A person stands center stage with arms raised, in front of a geometric set with colored rectangular panels and dramatic lighting.

‘Did You Eat? (밥먹었니?)’ Off-Broadway review — Zoë Kim's physicality shines in autobiographical solo show

Read our review of Did You Eat? (밥먹었니?) off Broadway, writer and performer Zoë Kim’s solo show presented by Ma-Yi Theater Company at The Public Theater.

Summary

  • Zoë Kim’s solo show Did You Eat? (밥먹었니?) tells the autobiographical story of her family life and self-image
  • Kim's physicality stands out as she embodies the overwhelming nature of both love and depression
  • Audiences have called the show moving and thought-provoking
  • The show is recommended for fans of solo performances
  • dance theatre
  • and explorations of Asian experiences
Amelia Merrill
Amelia Merrill

In most solo shows, performers address the audience, attempting to singularly hold their attention for however many hours. In Did You Eat? (밥먹었니?), Zoë Kim’s solo show at The Public Theater, she addresses an orb. The small, glowing object may have been an invention of director Chris Yejin or scenic designer Tanya Orellana — in the script, Kim’s stage directions about the orb are addressed to “you.” While the orb is sometimes neglected in favor of Kim’s own memories, the prop starts off as a second character, trying to pull Kim out from typical solo-show traps.
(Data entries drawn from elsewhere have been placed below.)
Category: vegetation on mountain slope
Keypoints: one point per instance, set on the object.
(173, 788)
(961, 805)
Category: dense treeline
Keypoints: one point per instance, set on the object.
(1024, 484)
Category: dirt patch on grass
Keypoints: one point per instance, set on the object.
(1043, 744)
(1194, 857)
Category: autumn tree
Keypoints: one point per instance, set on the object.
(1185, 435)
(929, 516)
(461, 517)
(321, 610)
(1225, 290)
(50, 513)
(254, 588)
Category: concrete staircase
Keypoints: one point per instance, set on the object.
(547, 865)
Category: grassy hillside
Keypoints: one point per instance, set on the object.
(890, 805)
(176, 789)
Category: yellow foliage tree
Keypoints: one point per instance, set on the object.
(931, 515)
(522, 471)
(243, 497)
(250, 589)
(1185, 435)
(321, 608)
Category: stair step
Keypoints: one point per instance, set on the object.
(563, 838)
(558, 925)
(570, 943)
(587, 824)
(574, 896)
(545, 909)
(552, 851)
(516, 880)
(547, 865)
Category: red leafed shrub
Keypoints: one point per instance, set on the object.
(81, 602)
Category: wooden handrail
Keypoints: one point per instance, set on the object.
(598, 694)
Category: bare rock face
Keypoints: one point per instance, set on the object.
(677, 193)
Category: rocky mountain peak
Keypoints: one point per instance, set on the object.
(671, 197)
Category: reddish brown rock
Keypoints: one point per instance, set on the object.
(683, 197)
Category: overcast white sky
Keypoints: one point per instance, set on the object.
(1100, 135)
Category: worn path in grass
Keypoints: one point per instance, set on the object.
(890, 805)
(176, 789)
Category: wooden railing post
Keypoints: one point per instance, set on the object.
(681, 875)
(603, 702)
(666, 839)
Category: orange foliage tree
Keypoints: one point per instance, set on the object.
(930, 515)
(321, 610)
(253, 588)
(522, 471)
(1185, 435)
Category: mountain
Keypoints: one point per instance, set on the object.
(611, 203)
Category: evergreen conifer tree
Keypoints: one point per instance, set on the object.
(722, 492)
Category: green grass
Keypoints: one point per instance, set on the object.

Did You Eat? (밥먹었니?), produced by Ma-Yi Theater Company as part of its residency at the Public, details Kim’s adolescence, from her prayer that the gods turn her into a boy to fit her Korean parents’ patriarchal desires to her coming of age in America. The show is a barrage of confessions, most of them disturbing: Kim’s Appa (father) locked her in her room one summer and fed her diet pills, quizzing her on SAT words and beating her with a golf club when she got them wrong. When she finally told a school counselor about the abuse, Kim’s Umma (mother) insisted she was lying and berated her for bul-hyo: dishonoring one’s parents. In true American fashion, the audience gasped and tutted most at the reveal that Umma later took out loans and credit cards in Kim’s name.

There is no slow reveal of hidden information, no trickle of showing, not telling, that may come from watching multiple characters interact with one another. Throughout the piece, Kim embodies different members of her family — Umma, Appa, her two grandmothers, herself as a child — and her physicality is impressive; choreographer Iris McCloughan also gives Kim body language to express the sensation of being overwhelmed, whether by love or by depression.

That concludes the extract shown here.